Dark Days for Democracy?

By Craig Willy - 08 January 2019
Dark Days for Democracy?

Democracy and the rule of law are suffering in many countries, with the rise of “illiberal” democracies or even outright dictatorships. Why is that? And what makes it a cause of serious concern for the global community?

News-watchers are by now long-familiar with the narrative of the steady rise of populism in Western countries. What is sometimes less noticed is that liberal-democratic norms and practices have also been declining in much of the rest of the world, outside of Western Europe and North America. According the Bertelsmann Stiftung’s 2018 Transformation Index (BTI) report, there has been “increasing political instability and a rapid decline in the acceptance of democratic institutions” across the world. More generally there has been “a continuous and increasing erosion of democratic standards.” Remarkably, as the BTI report observes: “For the first time, more than three billion people are governed autocratically.” Citizens of democratic societies still make up the majority of the world’s population, but their proportion is declining.

BTI

Admittedly, this has occurred at varying paces and degrees. As of 2017, some new (fragile) democracies have emerged, notably in Burkina Faso and Sri Lanka.
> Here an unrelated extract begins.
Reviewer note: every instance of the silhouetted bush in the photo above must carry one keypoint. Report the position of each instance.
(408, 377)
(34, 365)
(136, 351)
However, the overall pattern is a negative one. Several states, namely Syria, Libya, Yemen, and South Sudan, face brutal conflicts or have even collapsed entirely as states. In the Muslim World, democratic success stories such as Turkey and Bangladesh have since descended into violence and authoritarianism. In Bangladesh, recent elections have been marked by killings and the ruling party has removed inconvenient judges from office. There has been a slower but no less corrosive democratic decline in other countries, such as Macedonia, Mexico, and South Africa. Much of southern Africa in general has seen a resurgence of clientelist politics and ethnic conflict.

Causes behind the trend

It is difficult to generalize about such a widespread and diverse trend. We can make some general observations however. A decline in commodity prices has put many developing economies, who otherwise lack high-value industries, under severe strain, as seen in Mexico, Brazil, and most catastrophically Venezuela.

We should emphasize that there has been great economic growth and reduction in absolute poverty across the world over the past decades. However, the former “Third World” has largely failed to reduce inequality, social exclusion, and corruption.

The decline in liberal-democracy is also no doubt a side effect of the decline of both Western influence and of the West’s own adherence to liberal norms. The decline of liberal-democracy in Macedonia, Turkey, and Moldova is tied to Brussels’ waning ability to set standards in the European Union’s neighborhood (or even, in the case of Hungary, within the bloc).

Wealthy dictatorships are being courted

The new autocratic politics is often tied to populist and xenophobic discourse condemning foreign influence. In the Philippines, President Rodrigo Duterte has blamed the country’s drug problems on human rights, promoted among others by the United Nations.

While the policy performance of most autocracies has been mediocre or bad, some “developmental dictatorships” have known considerable economic success, namely Rwanda and China. Furthermore, many of newly and very wealthy countries happen to be dictatorships, such as Singapore, Saudi Arabia, and the Gulf States.

The oligarchs and ruling classes of many developing countries will no doubt ask why they should bother with the trouble of democratic elections and accountability, when so many (often corrupt) autocracies are accepted as legitimate “partners” in the new global economy.

More than a constitutional principle

In actual fact, the give-and-take of democratic elections, the rule of law, and respect for individual rights have been quite rare throughout history. These are originally modern Western practices which require a certain social consensus and restraint, especially among elites but also in the wider citizenry. We may consider the resurgence of arbitrary rule, “tyranny of the majority,” corruption, clientelism, and in some cases outright dynastic autocracy as a decline in modern north-western European norms and a reversion, in the rest of the world, to traditional local patterns of behavior. The rule of law is not something which is simply written in a constitution but must actually deeply reflect a society’s culture and behavior.

These trends, often little-noticed in the West, which has its own problems, will have global consequences. As the BTI report notes: “Deficient domestic consensus-building generally goes hand-in-hand with a lack of cooperation with international organizations and other states.” This means that policymakers may have to be creative to maintain international cooperation in the face of global challenges such as environmental collapse, migration, and economic development.

 

 

Craig Willy is a Brussels-based EU affairs writer.